Protecting Family Farms
Oregon has a long and proud tradition of family farms. In America’s complex tax system, it’s easy for family farmers to get looped into tax policies meant for major corporations or wealthy estates. As Speaker of the House in the Oregon State Legislature, Senator Merkley led a bipartisan coalition to increase the estate tax exemption for family farmers, ranches, fishermen and foresters. Senator Merkley supports a similar adjustment to the estate tax on the federal level to help farm and ranch families keep their land in farming and keep putting food on tables across the nation. He will fight to make sure our farm programs help family farmers and the specialty crops grown across Oregon.
Ensuring a Safe and Healthy Food Supply
Merkley is working to improve the nation’s food supply by improving traceability of contaminated processed foods while protecting the organic farming and sustainable agriculture industries.
Merkley added a provision to the Food Safety Modernization Act to support Oregon’s organic and sustainable farmers. Merkley worked to streamline regulations for small farms and processors to ensure small businesses don’t get bogged down with complicated paperwork and duplicate regulations. The bill includes flexibility and exemptions for small farms and processors in various sections in the bill, including a change Merkley supported to guarantee small farms and processors have access to training necessary to comply with new food safety rules. Senator Merkley continues to work with other Senators to exempt small and local farms from certain rules meant for larger farms, while still ensuring strong public health safeguards. Senator Merkley was also a key supporter of increasing the tracing systems for processed foods and successfully pushed for a pilot project to trace processed foods.
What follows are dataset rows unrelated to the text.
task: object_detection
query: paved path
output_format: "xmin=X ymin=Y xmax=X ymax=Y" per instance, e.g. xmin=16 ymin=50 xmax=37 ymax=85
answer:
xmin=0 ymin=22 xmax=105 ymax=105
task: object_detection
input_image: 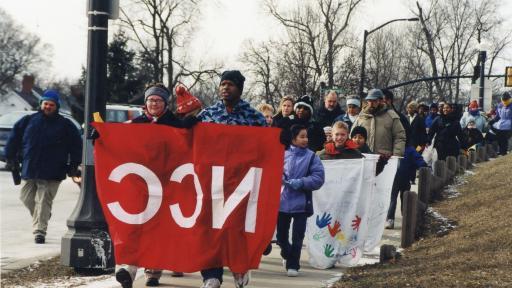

Fighting for the Klamath Basin
For decades, conservationists, tribes, farmers, ranchers, fishermen, and State and Federal agencies have struggled to resolve conflicts over water and natural resources in the Klamath Basin. These parties have put aside their long-standing disputes and entered into agreements to find solutions that will benefit all stakeholders in the Klamath Basin and bring predictability to the allocation of water resources from year to year. Senator Merkley has continually advocated for a collaborative solution to the natural resources challenges in Oregon and has traveled throughout the Klamath Basin, listening to stakeholders on all sides. Senator Merkley was the first federal official to endorse the Klamath Basin Restoration Agreement and the Klamath Hydroelectric Settlement Agreement and is committed to working the stakeholders in the basin and the regional delegation to enact the federal enabling legislation. The agreements will advance and restore the natural fish production and salmon fisheries, establish reliable water and power supplies to sustain the agriculture industry, local communities and National Wildlife Refuges, give the Klamath Tribe new revenue sources, and create new sustainable economic opportunities throughout the entire Klamath Basin.
In the short term, however, Oregon farmers and ranchers in the Klamath Basin have been facing one of the most severe droughts the region has ever seen. In 2010, the U.S. Department of Agriculture declared the Klamath Basin a federal disaster area. Senator Merkley, working alongside Senator Ron Wyden and Congressman Greg Walden, successfully secured emergency funding for a land idling program to provide relief to local farmers and ranchers. Merkley’s efforts helped secure $10 million in drought relief for the Klamath Basin to ensure that family farmers and ranchers are able to get through this difficult drought.
Merkley will continue working with Department of Interior Secretary Ken Salazar and local leaders to ensure that farmers, ranchers and tribes in the Klamath Basin can recover for the next growing season.
Assisting Farmers Transporting Goods to Market
Sometimes regulations designed for larger corporations can also cause trouble for family farmers. One example is trucking rules: current U.S. Department of Transportation rules for interstate trucking, with requirements such as drug testing and logging hours of driving, also apply to any farmer transporting his or her own goods to market. Senator Merkley introduced legislation with Senators Jim Inhofe (R-Okla.) and Tom Coburn (R-Okla.) to exempt farmers transporting their own goods and supplies from these rules.